A study published in the Journal of Language and Social Psychology found that basic fillers like “uh” and “um” occur at roughly equal rates regardless of gender or age. Everyone uses them, and everyone uses them at similar frequencies. Where differences appear is with discourse markers, words like “like,” “you know,” and “I mean.” These tend to be more common among women, younger speakers, and people who score higher on measures of conscientiousness. The conscientiousness finding is counterintuitive: people who are more thoughtful and careful in their personality actually use more of these words, possibly because they’re working harder to make sure their listener follows along.

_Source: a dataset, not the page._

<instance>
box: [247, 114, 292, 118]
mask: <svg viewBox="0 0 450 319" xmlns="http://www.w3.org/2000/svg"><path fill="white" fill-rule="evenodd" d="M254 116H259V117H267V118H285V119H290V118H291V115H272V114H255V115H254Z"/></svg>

When Fillers Become a Problem

Fillers serve a purpose, but overusing them can backfire. Research on scientific presentations found that excessive filler use reduces a speaker’s perceived credibility and makes it harder for the audience to follow the message. The key word is “excessive.” A natural sprinkling of “um” and “uh” in conversation is expected and even helpful. But when fillers dominate a formal presentation, listeners start focusing on the fillers themselves rather than the content.

The difference comes down to context. In casual conversation, fillers are part of the fabric of normal speech. In prepared remarks, a high filler rate can suggest the speaker hasn’t organized their thoughts. This is why public speaking coaches emphasize reducing fillers: not because they’re inherently bad, but because audiences in formal settings interpret them differently than in everyday talk.

If you want to use fewer fillers in presentations, the most effective approach is simply becoming more familiar with your material. Fillers spike when cognitive load is high. The less you have to think about what comes next, the fewer fillers your brain needs to produce. Pausing silently instead of filling the gap takes practice, but it actually makes you sound more confident to an audience than rushing to fill every moment of silence with sound.